Open access publishing doesn't cost more than traditional publishing (indeed, it is much less)....

Q5. First it was BioMed Central, then Chemistry and PhysMath Central, what's next? Is computer science going to be included in PhysMath Central? It seems that the engineering disciplines are particularly poorly served by Open Access.

We certainly plan to launch our first computer science journals in 2008, so yes, computer science journals will be included in PhysMath Central, but given the name of that platform, it may make sense to have a dedicated computer science platform instead. Expect to hear some news on this before the summer.

You are right in saying that Engineering is not well served by Open Access - although Hindawi have some titles in this area. However once central funds for open access are in place, you will see an expansion of journals in all areas, including engineering and the humanities....

Q7. Is there an Open Access tipping point in the near future, where suddenly all sane scientists will suddenly think to themselves, "Of course! It all makes sense now! Why would I ever publish in a journal that wasn't Open Access?"

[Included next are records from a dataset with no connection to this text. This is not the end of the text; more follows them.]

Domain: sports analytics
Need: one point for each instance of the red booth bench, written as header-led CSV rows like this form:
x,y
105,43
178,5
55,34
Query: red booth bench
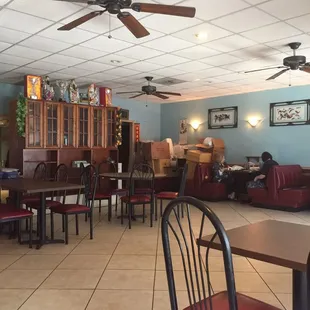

There was an excellent 'guerilla' project in some major US university libraries recently where students placed stickers on journals informing the reader of the price of a subscription to that journal. When you're suddenly confronted with the fact that your Nuclear Physics A subscription costs the library $25000, that's a shock the system....

I think the big tipping point, however, may be a financial one. As library budgets plateau or decrease, the 'big deal' packages simply become unaffordable. Having access to 1000s of journals switched off overnight may jolt people into realizing that open access isn't an option anymore, it's the only way which makes sense.

Q9. How about the recent push back from some of the commercial publishers, like the all the fuss about the PRISM Coalition?

I view a lot of this 'push back' with nagging sense of unease and disappointment. Of course directors of multi-million pound companies are going to defend their positions, but to do so with a disinformation campaign with the aim of spreading Fear Uncertainty and Doubt, leaves a sour taste in one's mouth. I think the number of publishers who have publicly dissociated themselves from PRISM is a sign that they seriously misjudged the mood of most of their members -- and the majority of scientists, if number of blog postings is anything to go by.

Thankfully with people like Peter Suber on our side, the open access movement is always ready to strike back with some facts. As each day passes it seems to me that open access for all areas of research is inevitable and unstoppable. My favourite quote on open access actually predates the movement and is from Albert Einstein: "The free, unhampered exchange of ideas and scientific conclusions is necessary for the sound development of science, as it is in all spheres of cultural life". Open access publishing is huge step forward to make this happen sooner, rather than later.